A Study of the First Maternal Association of
Utica, New York, 1824 - 1833

by

Elizabeth Shanklin

Index to Authorizing Mothers

Part VII: The Maternal Association's Success

As members of the Association were not all members of the church and did not baptize all their children, the question remains of what the dominant image of the Association was. From published notices, we know the names of the officers from 1828 to 1834. The founders, members of the First Presbyterian, who baptized their children, dominated the Association for the first decade. As the Association grew from eight women in 1824, to forty-five in 1828, to 100 in 1832, the founders retained control of the organization at least until 1834. Jerusha Wells Clarke, a founder, was either president or superintendent for all the years in which officers of the Association are known, with the exception of 1832 when she was recording secretary. Jerusha Clarke joined First Presbyterian in 1815 by letter of transfer. At that time Mr. and Mrs. Clarke baptized two children and another in 1819, but Thomas Emmons Clarke was not a member of the Church. He did not convert until 1827. So it appears that in her family Jerusha Clarke was the leader upholding the Covenant.

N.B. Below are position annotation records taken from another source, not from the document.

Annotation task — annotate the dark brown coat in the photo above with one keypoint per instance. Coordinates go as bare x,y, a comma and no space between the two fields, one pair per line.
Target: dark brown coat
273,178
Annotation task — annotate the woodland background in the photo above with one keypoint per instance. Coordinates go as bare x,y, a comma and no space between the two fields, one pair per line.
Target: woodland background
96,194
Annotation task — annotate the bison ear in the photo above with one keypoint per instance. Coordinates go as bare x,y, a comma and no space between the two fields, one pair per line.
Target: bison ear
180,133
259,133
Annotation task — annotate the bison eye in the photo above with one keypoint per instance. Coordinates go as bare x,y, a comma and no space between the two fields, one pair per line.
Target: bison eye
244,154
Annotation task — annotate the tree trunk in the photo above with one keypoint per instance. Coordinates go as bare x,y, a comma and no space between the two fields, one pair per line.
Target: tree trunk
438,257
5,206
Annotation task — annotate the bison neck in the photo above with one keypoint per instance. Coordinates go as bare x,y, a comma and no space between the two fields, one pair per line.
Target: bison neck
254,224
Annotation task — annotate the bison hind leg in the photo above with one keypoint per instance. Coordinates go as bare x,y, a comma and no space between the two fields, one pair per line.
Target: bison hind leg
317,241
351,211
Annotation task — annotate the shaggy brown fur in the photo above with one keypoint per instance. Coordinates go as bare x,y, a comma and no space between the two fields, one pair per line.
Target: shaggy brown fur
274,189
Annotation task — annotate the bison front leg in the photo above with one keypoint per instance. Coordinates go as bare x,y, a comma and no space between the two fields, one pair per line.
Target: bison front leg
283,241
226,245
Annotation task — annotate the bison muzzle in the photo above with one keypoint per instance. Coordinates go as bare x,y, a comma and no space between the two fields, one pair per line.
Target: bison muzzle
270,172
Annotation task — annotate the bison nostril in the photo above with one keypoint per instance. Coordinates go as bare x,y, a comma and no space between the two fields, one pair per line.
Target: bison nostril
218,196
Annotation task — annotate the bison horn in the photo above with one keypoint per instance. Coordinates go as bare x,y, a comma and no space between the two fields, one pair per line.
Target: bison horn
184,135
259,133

Yet the Maternal Association consolidated women's power to determine childrearing methodology. By organizing women to examine issues of mothering, the founders either consciously or unconsciously subverted the Abrahamic Covenant which assigned ownership of children to their fathers and the divine father. The Constitution of the Maternal Association implied that women were empowered to make decisions regarding the best methods to rear children. The Constitution preamble reads:

Deeply impressed with the great importance of bringing up our children in the nurture and admonition of the Lord, we, the subscribers, agree to associate for the purpose of devising and adopting such measures as may seem best calculated to assist us in the right performance of this duty.

This seemed innocuous enough. The language was the same as the Presbytery's covenant. Yet women were taking it upon themselves to decide for themselves how best to rear their children; their language masked their empowerment of themselves.

The Constitution specified meeting dates and times, that a collection would be taken at meetings for benevolent purposes. Meetings were to consist of discussions of readings, except that once a month members were to bring their children. At that time "the exercises shall be of such a nature as may seem best calculated to interest the feelings and instruct the minds of those chldren who attend." This determination no doubt arose from women's disapproval of Puritan practice of making chldren endure endless sermons that bore no relation to their felt needs. It implies respect for children's feelings. A member was committed to pray with and for her children, and was to consider herself within the framework of a covenant:

obligated by her baptismal covenant, in behalf of her children prayerfully and perseveringly to restrain them from every course that would naturally lead to pride, vanity or worldly mindedness; and shall look upon herself as renewing this covenant, at every meeting of the Society.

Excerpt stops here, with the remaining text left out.